En étudiant la manière dont les journalistes obtiennent leur accès aux sources d’information, cette communication met en lumière l’existence d’une forme tacite de classement des reporters en fonction de leur entreprise et de leur statut. À partir de l’analyse des clubs de presse japonais (kisha kurabu), l’objectif est de présenter un cas où le rattachement salarial devient un moyen d’instaurer une juridiction professionnelle et de segmenter le marché du travail en donnant le monopole de l’accès aux sources institutionnelles aux reporters travaillant en tant que salariés réguliers d’une entreprise de presse ou d’une chaîne de télévision. On se basera sur une observation participante de deux ans et demi dans la rédaction d’un quotidien national, des observations non-participantes menées dans plusieurs clubs de presse en mairie, en préfecture et dans un commissariat de police, ainsi que des entretiens avec des reporters.

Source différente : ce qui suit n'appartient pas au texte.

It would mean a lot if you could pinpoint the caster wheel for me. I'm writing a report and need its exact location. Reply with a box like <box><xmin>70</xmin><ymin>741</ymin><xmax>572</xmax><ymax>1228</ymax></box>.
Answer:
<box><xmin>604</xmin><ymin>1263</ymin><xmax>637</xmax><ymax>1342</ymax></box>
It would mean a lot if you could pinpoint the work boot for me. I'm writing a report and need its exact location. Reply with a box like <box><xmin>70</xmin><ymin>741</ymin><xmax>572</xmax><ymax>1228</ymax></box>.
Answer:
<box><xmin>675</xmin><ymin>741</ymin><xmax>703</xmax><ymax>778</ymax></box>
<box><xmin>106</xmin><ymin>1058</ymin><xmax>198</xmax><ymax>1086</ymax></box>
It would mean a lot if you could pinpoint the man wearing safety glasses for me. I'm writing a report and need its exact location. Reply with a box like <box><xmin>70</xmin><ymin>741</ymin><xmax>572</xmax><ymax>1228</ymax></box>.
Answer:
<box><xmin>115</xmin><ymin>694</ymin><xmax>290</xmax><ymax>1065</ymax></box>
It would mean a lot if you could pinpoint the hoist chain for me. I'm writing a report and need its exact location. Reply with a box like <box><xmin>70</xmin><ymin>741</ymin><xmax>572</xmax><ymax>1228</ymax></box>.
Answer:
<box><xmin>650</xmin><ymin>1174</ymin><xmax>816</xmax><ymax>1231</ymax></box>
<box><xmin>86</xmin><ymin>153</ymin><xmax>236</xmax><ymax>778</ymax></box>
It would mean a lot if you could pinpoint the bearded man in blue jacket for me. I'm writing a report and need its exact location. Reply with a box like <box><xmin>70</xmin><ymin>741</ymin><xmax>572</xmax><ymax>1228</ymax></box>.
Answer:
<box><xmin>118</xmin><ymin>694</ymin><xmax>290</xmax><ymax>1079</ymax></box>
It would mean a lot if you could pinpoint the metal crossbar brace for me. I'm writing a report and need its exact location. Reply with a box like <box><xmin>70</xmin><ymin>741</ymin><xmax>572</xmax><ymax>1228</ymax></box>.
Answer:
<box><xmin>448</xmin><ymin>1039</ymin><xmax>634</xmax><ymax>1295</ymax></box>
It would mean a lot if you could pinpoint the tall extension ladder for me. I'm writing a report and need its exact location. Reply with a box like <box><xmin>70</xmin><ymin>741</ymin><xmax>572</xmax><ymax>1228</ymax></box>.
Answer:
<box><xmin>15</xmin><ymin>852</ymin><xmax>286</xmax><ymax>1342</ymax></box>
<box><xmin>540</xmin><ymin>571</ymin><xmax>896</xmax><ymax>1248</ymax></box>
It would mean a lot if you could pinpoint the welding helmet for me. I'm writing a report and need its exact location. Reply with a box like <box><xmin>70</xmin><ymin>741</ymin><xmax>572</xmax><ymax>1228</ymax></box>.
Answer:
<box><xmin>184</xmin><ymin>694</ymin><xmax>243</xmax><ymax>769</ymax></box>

  • Claire Ducournau (Université Paul-Valéry – Montpellier 3, RIRRA21-EA4209), « Awa : la revue de la femme noire en ses (dé)classements : contribution à une cartographie socio-historique de la presse africaine de langue française (années 1960-1970) »

Des années 1950 aux années 1970, paraissent une série de magazines panafricains de langue française d’un nouveau genre : parmi cet ensemble incluant Bingo : l’illustré africain ou La Vie africaine, seuls Amina et Jeune Afrique poursuivent leur existence aujourd’hui. Le (dé)classement de ces périodiques pour une bonne part produits en France mais distribués jusqu’en Afrique fait réfléchir aux contours en partie néocoloniaux du champ journalistique français comme à ses découpages en termes de rapports sociaux de race et de sexe. En s’intéressant aux conditions sociales de la production et de la disparition de l’un de ces périodiques, Awa : la revue de la femme noire, publié à Dakar de 1964 à 1973, cette communication voudrait éclairer, au prisme du genre, la genèse transnationale d’un secteur de la presse magazine contemporaine alors peu professionnalisé à partir d’entretiens, des trajectoires de ses responsables et de leurs modes de signature.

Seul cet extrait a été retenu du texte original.